Crisis Core: Final Fantasy VII
Reviewed by Anna Slado
Review Date Platform Genre Rating Production
2008-04-17 PSP RPG T (Teen) Square Enix

Almost every gamer has played Final Fantasy VII, or at least heard of it. It was the biggest role-playing hit on the PlayStation and it's safe to say that the RPG scene changed forever. Here in Sweden, big posters of Cloud and his Buster sword were to be seen everywhere prior to the game's release. Teenage boys yearned for Tifa and all of us felt our heart break as Aeris died at the hand of the greatest villain of all time, Sephiroth.

Final Fantasy VII was a profound experience and provided the gamer with a story that took hours to finish. Not only was it lengthy, it was also quite complex. Cloud suffered from some psychological illness, he couldn't remember things correctly and what he thought was his own memories were in fact someone else's ? his friend Zack.

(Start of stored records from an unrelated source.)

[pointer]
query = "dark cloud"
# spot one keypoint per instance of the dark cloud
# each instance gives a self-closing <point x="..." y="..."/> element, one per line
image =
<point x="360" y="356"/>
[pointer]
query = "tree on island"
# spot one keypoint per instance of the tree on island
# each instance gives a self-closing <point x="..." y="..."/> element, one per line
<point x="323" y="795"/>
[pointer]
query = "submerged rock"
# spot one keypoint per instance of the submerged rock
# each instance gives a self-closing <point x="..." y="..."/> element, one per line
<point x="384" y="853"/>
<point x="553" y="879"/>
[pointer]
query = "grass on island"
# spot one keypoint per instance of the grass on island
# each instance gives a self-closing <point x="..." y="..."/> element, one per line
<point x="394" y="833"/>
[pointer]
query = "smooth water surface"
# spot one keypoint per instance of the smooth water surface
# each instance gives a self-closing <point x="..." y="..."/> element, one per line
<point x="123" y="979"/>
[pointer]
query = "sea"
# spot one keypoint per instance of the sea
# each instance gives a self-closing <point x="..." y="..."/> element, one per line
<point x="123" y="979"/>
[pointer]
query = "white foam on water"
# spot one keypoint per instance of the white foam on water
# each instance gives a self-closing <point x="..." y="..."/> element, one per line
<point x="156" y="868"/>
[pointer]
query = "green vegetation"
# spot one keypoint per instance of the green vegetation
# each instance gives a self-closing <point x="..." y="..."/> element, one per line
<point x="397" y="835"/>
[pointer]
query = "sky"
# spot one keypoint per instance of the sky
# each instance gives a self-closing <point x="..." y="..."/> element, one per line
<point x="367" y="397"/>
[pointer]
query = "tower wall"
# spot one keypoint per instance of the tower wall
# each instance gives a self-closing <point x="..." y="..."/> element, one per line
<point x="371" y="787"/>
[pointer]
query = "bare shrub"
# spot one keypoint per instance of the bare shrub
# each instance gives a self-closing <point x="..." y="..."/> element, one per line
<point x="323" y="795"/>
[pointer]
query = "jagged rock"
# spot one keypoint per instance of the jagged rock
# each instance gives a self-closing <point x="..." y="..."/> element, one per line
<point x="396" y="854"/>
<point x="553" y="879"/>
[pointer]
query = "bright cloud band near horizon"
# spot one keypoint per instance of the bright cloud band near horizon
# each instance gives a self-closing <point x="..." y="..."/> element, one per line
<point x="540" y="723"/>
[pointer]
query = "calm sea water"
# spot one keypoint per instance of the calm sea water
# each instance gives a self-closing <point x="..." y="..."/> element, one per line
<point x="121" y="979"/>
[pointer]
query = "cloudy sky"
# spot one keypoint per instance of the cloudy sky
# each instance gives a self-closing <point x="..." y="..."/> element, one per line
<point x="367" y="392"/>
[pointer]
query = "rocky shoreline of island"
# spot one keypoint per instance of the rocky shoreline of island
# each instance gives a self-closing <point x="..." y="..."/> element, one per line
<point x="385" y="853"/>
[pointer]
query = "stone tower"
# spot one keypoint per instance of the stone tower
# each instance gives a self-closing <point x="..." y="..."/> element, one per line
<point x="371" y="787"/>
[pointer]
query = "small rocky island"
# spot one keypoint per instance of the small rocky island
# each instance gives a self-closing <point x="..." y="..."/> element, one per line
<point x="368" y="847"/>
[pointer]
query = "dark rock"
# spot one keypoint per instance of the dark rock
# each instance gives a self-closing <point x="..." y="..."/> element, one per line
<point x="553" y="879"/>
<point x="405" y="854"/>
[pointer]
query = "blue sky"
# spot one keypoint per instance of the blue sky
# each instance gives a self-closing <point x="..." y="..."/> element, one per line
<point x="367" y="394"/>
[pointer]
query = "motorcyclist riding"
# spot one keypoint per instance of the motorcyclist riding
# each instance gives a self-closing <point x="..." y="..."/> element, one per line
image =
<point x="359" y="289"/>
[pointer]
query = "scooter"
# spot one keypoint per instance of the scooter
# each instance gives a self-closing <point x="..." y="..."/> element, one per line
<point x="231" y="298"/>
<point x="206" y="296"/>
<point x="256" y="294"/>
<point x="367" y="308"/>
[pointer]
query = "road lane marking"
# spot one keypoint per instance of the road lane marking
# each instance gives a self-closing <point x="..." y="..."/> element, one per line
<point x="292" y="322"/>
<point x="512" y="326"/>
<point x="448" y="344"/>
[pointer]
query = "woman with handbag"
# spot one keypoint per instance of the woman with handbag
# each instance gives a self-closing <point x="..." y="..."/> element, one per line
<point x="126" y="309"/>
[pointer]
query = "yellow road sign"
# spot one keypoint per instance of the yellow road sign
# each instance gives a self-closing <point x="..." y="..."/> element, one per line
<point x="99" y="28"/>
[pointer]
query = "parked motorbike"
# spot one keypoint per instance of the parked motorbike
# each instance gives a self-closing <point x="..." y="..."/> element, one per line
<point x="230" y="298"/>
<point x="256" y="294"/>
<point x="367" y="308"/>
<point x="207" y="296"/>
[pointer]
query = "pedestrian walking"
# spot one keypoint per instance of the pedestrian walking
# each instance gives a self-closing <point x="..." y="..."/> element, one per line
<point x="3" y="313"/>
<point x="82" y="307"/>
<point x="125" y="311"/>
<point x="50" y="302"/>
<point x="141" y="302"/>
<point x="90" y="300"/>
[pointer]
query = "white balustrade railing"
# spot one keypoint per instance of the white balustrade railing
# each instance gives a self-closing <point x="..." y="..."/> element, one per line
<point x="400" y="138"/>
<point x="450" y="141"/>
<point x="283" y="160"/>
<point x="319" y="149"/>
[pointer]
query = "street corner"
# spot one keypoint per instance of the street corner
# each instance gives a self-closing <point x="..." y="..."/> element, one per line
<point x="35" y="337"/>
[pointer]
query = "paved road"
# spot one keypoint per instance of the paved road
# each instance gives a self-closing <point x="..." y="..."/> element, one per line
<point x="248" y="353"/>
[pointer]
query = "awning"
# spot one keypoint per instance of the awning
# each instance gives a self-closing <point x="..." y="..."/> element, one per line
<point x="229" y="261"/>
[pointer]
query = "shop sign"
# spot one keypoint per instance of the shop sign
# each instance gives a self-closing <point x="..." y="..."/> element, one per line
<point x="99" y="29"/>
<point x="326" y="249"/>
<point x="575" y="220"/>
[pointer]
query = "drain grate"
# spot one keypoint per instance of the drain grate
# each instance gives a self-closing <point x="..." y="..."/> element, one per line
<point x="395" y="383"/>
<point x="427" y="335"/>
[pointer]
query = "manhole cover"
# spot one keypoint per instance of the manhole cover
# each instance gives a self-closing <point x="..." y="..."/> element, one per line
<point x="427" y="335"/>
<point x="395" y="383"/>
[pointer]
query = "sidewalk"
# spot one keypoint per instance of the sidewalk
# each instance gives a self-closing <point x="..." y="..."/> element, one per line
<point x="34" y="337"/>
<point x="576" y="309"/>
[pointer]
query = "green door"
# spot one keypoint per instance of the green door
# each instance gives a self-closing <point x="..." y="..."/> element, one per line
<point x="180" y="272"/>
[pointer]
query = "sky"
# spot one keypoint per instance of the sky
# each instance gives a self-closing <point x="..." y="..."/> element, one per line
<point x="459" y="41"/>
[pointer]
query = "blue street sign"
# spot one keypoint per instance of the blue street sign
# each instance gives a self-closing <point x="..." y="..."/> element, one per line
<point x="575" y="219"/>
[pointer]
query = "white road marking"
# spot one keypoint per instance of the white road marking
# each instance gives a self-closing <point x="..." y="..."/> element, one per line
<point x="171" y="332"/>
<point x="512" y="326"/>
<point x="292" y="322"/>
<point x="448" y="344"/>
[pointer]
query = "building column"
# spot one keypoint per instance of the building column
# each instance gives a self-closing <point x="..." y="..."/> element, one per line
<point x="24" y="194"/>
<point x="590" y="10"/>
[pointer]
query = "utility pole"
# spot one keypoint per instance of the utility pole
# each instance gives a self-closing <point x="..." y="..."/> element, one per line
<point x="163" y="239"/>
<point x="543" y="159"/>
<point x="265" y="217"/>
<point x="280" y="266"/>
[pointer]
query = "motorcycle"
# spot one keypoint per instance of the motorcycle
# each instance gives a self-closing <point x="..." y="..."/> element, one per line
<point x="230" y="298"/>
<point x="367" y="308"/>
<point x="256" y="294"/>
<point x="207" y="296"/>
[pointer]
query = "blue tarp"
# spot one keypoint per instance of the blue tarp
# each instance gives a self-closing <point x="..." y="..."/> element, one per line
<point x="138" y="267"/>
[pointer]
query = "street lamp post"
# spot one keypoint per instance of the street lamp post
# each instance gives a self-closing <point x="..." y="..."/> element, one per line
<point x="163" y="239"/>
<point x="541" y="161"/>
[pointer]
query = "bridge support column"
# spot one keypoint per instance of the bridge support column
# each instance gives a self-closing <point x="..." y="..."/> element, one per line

Crisis Core is a prequel to Final Fantasy VII, and it takes place a few years before Cloud and his friends saved the world from the threatening Meteor. We follow the 2nd class SOLDIER Zack, who dreams of becoming a hero, as famous as Sephiroth, a legend within SOLDIER. Zack carefully listens to advice from his friend Angeal, a 1st class SOLDIER and takes orders from Tseng of the Turks.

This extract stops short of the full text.